クールな課長とペットの私~ヒミツの同棲生活~


伊藤さんも長身だけど、葛城課長は更に背が高い。しかもいつもの仏頂面だから、迫力がすごくて。伊藤さんは腕時計をチラッと見てから、「じゃあ、また!」とペコリと頭を下げて行ってしまった。


一体何だったんだろう? と訳がわからなくて目を瞬いていると、葛城課長は眉を寄せてなぜかこちらをジイッと見下ろしてくる。


ニアミスのこともあって、カッと顔が熱くなる。彼の逞しさをこんな場所で感じるなんて。しかも見られているなんて恥ずかしすぎて、身体が震えてきた。

それでもここは会社。今は仕事中だから、公私混同は禁物だとドキドキする自分を叱りつける。

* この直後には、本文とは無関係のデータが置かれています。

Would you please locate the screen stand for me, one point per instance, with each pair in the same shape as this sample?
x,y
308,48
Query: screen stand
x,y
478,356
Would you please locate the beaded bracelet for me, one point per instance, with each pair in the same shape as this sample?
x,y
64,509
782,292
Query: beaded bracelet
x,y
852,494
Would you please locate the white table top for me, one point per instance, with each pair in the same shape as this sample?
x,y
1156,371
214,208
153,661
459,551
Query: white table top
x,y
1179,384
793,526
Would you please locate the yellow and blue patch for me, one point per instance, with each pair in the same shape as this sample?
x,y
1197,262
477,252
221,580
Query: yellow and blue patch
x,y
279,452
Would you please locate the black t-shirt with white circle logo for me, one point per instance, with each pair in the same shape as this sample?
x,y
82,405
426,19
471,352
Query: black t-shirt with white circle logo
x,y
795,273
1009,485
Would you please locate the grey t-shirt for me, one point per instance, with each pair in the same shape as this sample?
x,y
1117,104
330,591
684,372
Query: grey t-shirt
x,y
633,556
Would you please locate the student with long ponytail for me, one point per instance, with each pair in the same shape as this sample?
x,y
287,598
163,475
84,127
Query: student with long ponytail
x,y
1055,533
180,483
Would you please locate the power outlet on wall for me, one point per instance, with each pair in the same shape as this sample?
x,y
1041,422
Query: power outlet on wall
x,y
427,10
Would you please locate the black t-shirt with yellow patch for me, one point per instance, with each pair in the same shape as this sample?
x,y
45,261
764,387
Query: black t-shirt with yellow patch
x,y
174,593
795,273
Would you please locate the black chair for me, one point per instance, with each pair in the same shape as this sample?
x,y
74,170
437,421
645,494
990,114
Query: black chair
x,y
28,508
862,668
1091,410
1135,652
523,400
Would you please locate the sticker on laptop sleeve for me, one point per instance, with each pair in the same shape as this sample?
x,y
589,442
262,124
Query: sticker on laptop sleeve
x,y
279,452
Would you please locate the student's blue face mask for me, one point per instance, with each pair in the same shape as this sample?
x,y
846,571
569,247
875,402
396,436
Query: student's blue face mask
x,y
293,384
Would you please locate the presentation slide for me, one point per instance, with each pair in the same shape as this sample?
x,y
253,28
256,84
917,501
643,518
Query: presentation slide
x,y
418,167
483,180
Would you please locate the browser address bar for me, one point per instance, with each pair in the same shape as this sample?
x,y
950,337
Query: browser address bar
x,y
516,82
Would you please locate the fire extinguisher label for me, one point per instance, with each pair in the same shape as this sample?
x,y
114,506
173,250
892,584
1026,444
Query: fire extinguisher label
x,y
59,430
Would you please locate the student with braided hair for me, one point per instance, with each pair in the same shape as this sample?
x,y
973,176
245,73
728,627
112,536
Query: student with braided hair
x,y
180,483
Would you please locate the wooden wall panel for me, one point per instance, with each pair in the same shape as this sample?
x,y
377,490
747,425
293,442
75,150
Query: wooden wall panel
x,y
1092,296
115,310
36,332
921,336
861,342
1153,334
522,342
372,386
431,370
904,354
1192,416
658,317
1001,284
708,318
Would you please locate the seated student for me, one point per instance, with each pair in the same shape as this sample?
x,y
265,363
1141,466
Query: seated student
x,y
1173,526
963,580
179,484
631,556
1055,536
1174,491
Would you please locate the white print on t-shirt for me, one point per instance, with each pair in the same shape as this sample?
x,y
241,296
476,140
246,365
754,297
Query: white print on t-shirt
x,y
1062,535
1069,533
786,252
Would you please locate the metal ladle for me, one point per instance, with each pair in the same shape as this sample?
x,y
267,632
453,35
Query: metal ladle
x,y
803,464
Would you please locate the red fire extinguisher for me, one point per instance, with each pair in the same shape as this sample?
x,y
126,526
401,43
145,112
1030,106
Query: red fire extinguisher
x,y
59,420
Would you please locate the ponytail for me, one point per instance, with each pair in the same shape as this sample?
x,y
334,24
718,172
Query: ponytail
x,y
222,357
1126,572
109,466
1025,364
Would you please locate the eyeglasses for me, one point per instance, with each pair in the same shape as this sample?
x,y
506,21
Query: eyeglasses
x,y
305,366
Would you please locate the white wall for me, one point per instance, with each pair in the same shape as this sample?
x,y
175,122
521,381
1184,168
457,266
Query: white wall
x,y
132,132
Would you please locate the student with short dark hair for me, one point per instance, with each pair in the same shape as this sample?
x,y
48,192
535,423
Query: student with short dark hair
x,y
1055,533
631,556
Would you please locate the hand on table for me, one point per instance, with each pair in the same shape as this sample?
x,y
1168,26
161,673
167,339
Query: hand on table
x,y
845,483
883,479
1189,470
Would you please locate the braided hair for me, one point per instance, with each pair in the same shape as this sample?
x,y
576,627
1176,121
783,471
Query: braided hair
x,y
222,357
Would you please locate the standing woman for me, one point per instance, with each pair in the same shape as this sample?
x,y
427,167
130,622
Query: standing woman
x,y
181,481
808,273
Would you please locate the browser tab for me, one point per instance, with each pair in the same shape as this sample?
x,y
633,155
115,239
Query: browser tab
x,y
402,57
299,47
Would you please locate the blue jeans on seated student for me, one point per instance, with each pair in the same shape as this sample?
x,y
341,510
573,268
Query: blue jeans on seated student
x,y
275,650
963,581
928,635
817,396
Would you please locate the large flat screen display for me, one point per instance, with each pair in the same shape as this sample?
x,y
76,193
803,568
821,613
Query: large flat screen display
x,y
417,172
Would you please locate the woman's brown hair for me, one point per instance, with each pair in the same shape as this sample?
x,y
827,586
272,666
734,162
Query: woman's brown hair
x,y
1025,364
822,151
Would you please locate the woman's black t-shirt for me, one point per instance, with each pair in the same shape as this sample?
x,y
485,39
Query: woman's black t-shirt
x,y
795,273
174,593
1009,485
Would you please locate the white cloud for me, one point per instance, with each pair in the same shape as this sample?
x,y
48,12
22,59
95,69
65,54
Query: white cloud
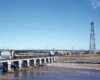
x,y
95,3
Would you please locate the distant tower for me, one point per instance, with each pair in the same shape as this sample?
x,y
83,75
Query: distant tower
x,y
92,47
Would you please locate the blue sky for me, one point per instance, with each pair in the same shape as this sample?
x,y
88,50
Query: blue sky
x,y
59,24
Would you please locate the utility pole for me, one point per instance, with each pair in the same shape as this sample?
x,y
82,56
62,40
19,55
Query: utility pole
x,y
92,47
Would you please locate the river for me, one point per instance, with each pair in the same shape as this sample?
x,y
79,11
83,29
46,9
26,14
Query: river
x,y
53,73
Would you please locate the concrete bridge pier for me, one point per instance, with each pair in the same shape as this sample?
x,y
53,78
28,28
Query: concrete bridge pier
x,y
52,60
5,67
25,63
31,63
20,64
34,62
10,55
48,60
16,65
0,54
44,60
28,63
40,62
9,67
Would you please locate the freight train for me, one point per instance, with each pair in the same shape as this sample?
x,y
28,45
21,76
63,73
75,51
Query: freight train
x,y
31,53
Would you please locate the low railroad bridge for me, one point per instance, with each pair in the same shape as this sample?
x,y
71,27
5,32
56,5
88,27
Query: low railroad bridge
x,y
11,63
24,62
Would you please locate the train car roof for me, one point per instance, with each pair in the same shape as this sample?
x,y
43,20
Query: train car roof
x,y
36,51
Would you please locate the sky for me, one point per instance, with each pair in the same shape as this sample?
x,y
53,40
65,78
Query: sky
x,y
48,24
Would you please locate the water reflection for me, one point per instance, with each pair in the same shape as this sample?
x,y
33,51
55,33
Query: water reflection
x,y
33,75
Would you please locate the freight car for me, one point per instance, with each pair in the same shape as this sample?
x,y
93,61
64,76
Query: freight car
x,y
31,53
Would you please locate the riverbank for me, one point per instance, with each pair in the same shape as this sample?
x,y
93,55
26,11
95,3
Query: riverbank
x,y
75,65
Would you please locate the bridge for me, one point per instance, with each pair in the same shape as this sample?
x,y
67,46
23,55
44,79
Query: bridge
x,y
19,63
24,62
41,50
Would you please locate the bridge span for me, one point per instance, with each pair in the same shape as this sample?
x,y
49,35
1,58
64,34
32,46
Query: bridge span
x,y
24,62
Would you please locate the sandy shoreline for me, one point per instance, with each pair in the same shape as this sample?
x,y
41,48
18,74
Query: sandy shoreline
x,y
65,66
76,66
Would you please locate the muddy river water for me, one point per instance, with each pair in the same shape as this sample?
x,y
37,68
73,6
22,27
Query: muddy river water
x,y
53,73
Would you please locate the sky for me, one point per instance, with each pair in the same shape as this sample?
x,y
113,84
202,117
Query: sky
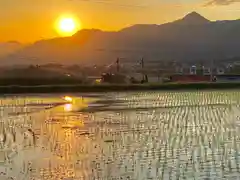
x,y
31,20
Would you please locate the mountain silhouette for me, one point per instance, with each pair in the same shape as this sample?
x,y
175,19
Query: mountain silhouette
x,y
190,38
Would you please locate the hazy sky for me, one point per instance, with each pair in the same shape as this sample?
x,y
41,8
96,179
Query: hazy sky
x,y
31,20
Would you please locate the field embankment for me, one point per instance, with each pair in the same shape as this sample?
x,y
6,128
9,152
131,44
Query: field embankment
x,y
71,87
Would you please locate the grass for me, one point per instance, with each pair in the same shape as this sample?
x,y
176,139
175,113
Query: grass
x,y
55,88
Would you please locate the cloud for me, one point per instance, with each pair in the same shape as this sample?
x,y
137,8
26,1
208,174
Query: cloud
x,y
221,2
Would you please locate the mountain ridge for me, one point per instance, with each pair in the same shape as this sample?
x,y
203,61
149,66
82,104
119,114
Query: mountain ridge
x,y
192,37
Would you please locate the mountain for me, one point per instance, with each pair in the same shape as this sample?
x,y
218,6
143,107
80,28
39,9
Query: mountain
x,y
191,38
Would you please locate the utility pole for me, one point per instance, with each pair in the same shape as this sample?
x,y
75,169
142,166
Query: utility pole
x,y
142,66
117,62
211,70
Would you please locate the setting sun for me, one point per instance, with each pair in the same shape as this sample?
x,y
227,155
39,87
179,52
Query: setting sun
x,y
67,26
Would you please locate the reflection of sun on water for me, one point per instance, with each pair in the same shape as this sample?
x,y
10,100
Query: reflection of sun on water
x,y
68,107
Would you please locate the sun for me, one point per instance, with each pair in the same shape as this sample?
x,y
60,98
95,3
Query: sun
x,y
67,25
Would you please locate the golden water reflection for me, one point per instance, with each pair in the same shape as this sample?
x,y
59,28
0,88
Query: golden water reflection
x,y
182,135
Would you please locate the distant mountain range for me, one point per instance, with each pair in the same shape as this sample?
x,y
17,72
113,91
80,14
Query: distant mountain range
x,y
188,39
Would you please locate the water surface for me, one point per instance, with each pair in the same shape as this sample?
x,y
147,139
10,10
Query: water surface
x,y
134,135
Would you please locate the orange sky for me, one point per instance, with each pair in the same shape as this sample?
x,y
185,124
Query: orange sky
x,y
28,20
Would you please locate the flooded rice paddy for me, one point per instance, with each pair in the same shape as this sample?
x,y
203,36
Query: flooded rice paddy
x,y
128,136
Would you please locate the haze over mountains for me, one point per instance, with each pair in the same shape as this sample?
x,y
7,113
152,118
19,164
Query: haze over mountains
x,y
191,38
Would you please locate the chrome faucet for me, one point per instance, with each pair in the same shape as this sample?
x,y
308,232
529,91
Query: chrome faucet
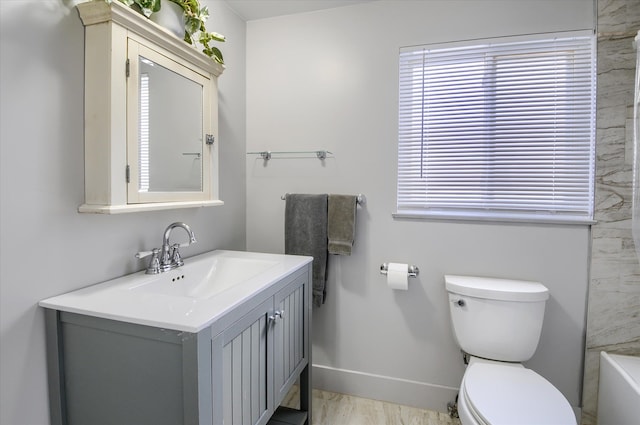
x,y
168,257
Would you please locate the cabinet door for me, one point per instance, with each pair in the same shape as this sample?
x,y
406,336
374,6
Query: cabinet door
x,y
246,368
290,356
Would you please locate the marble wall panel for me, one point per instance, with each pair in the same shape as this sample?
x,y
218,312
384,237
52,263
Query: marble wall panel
x,y
613,316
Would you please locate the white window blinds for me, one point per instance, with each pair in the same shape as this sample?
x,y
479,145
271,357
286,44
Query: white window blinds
x,y
498,130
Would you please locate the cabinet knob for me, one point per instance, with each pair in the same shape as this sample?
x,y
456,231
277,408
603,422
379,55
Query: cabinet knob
x,y
276,315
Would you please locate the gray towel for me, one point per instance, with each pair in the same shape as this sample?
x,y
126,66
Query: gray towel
x,y
342,223
305,233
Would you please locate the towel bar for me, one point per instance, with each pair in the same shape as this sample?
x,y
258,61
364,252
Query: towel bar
x,y
360,198
413,270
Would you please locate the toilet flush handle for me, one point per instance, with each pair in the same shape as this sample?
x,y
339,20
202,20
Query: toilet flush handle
x,y
459,303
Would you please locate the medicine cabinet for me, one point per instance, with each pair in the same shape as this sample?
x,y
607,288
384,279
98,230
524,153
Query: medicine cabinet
x,y
151,115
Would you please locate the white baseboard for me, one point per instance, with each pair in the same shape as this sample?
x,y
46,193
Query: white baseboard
x,y
385,388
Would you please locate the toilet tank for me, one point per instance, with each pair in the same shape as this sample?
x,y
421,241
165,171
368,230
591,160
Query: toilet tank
x,y
497,319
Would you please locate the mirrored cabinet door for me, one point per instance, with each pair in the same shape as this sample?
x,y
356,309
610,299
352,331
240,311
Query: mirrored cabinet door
x,y
169,113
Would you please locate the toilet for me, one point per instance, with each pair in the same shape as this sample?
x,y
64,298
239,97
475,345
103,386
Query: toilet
x,y
497,324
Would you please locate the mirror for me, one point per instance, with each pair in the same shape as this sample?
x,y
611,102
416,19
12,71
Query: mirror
x,y
169,111
170,130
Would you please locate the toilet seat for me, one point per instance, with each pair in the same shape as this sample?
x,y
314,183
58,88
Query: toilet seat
x,y
502,394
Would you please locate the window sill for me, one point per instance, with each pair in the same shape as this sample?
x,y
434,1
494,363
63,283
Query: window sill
x,y
505,218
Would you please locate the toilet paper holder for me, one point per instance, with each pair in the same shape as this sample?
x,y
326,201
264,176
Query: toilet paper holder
x,y
412,272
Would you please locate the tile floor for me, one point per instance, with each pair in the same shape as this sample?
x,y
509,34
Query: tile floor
x,y
340,409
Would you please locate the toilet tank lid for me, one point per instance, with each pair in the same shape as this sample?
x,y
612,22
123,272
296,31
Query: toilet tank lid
x,y
496,289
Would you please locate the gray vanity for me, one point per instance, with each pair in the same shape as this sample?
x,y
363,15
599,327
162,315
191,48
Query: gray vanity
x,y
218,341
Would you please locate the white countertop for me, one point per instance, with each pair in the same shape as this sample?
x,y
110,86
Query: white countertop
x,y
122,298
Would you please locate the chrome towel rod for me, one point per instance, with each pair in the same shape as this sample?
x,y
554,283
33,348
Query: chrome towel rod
x,y
360,198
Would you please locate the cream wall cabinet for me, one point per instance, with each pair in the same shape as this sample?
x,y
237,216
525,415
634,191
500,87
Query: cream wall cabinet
x,y
118,43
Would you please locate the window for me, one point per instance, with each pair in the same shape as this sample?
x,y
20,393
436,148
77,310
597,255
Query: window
x,y
502,131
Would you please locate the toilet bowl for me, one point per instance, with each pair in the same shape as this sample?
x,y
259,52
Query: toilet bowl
x,y
497,323
507,393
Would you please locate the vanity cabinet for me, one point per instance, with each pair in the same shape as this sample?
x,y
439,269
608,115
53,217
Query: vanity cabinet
x,y
236,371
151,115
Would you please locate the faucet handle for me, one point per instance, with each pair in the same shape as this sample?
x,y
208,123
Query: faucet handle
x,y
176,260
143,254
154,262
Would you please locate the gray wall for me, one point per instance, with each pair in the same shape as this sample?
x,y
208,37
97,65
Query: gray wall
x,y
613,324
47,247
328,80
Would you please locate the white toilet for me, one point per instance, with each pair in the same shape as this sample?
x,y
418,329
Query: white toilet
x,y
497,323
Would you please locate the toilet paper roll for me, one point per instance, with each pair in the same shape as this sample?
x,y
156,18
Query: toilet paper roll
x,y
398,276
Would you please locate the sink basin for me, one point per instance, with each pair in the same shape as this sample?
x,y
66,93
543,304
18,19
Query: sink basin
x,y
188,298
204,279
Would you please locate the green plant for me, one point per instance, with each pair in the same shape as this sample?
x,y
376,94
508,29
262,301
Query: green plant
x,y
195,29
146,7
195,17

「ファイル、拾っていただいてありがとうございます……え?」


葛城課長が手にしたファイルを取ろうとすれば、ヒョイとそれは高い場所に移動する。手を伸ばさないと届かないけど、片手でファイルを抱えている今はそれが難しい。思わず眉を寄せて、課長を睨み付けてしまいました。


「課長! 意地悪しないでください」

「オレの言うことを聞けば返してやる」

「え?」


オレ? と葛城課長の口調に違和感を感じて見れば、彼はニヤリと唇の端を上げる。


「今日の営業事務課は一切の残業を認めない。死ぬ気で仕事を終わらせろ。そして、定時で終わったら地下の駐車場で待ってろ。車種は判るな?」

「え……」


チャリ、と私のスーツのポケットに何か入れた課長は、ファイルの山をカートに乗せてこれで運べと私ごとエレベーターに押し込んだ。


ポケットに入れられたのは……何かの鍵。地下駐車場? と頭を捻りながらも、必死に仕事と取り組み。何とか定時で終わらせることが出来た。